Penn Scientists Receive Grant for Neuroendocrine Cancer Immunotherapy Research
Researchers from the Perelman School of Medicine at the University of Pennsylvania received a $400,000 grant from the Caring for Carcinoid Foundation (CFCF), a non-profit that funds research for carcinoid, pancreatic, and related neuroendocrine cancers (NETS), to investigate the use of an experimental gene therapy that engineers immune cells to attack cancers.
The award is part of a larger immunotherapy initiative from CFCF, which is awarding a total of $2 million to immunotherapy projects at institutions across the country.

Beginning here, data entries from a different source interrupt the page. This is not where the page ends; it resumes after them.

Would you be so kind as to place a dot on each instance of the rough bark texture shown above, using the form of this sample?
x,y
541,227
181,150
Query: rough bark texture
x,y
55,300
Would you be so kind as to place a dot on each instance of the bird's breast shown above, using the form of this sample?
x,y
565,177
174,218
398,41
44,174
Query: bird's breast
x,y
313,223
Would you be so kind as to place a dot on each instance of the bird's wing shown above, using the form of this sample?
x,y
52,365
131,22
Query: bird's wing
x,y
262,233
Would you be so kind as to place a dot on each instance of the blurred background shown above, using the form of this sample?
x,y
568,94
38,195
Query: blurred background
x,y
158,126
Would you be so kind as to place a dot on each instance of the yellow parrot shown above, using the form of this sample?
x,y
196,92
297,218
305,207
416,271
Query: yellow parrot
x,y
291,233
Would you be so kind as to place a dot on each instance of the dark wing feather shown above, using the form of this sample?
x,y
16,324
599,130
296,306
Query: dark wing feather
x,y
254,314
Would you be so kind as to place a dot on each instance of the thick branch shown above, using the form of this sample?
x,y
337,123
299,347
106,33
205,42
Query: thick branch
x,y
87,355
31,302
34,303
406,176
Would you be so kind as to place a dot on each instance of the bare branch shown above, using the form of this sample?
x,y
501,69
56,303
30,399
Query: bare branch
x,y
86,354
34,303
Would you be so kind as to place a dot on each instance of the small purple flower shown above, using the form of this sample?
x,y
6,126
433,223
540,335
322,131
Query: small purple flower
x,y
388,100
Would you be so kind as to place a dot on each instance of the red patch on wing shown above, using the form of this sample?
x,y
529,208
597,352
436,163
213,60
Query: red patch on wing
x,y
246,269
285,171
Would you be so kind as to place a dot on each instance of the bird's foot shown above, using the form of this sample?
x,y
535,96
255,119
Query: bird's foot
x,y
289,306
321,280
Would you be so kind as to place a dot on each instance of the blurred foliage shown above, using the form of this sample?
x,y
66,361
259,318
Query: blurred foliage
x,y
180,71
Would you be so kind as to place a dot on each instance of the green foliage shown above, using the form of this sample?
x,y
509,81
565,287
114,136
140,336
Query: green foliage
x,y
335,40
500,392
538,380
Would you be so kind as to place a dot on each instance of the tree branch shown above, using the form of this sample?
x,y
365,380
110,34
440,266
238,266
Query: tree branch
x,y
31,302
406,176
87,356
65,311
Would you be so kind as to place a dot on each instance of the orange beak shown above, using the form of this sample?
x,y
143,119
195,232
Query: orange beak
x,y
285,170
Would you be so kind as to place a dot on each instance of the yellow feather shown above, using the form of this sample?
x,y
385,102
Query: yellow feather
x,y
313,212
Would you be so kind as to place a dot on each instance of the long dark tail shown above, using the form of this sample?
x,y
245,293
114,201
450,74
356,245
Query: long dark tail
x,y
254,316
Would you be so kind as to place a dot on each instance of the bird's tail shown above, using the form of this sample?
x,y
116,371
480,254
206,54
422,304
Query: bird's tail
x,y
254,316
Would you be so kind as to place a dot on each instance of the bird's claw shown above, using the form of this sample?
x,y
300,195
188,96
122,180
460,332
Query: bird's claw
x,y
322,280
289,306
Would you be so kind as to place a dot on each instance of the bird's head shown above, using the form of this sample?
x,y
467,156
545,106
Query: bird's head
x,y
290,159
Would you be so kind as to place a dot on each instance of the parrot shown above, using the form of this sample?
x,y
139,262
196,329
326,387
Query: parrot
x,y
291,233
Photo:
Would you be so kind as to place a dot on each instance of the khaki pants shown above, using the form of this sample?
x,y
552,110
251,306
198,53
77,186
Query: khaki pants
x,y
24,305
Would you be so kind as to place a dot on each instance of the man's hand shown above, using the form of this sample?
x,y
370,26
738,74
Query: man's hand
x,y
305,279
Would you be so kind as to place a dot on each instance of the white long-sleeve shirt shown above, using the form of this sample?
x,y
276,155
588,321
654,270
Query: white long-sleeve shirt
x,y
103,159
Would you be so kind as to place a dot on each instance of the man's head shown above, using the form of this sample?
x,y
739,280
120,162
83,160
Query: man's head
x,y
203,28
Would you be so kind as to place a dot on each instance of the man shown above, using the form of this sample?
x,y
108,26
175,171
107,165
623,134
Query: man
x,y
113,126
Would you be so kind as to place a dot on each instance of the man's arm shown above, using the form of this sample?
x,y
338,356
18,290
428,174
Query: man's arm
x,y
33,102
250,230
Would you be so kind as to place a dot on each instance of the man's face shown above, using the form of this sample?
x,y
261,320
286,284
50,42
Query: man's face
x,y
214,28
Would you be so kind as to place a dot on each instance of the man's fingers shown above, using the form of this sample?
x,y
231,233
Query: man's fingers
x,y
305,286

The Penn award will support research by Carl June, MD, the Richard W. Vague Professor in Immunotherapy in the department of Pathology and Laboratory Medicine at the University of Pennsylvania’s Perelman School of Medicine and director of Translational Research in the Abramson Cancer Center, neuroendocrine tumor researcher Xianxin Hua, MD, PhD, professor of Cancer Biology at Penn, and David Metz, MD, professor of Medicine and co-director of the Neuroendocrine Tumor Center at Penn. They aim to develop chimeric antigen receptor (CAR) T cells and will evaluate their ability to kill neuroendocrine tumor cells, a method that has shown promising initial results in clinical trials in patients with other cancers.
There are currently over 100,000 people in the U.S. living with neuroendocrine cancers, and there is no cure. The majority of all neuroendocrine cancer patients are initially misdiagnosed, and the time from onset of symptoms to proper diagnosis often exceeds five years.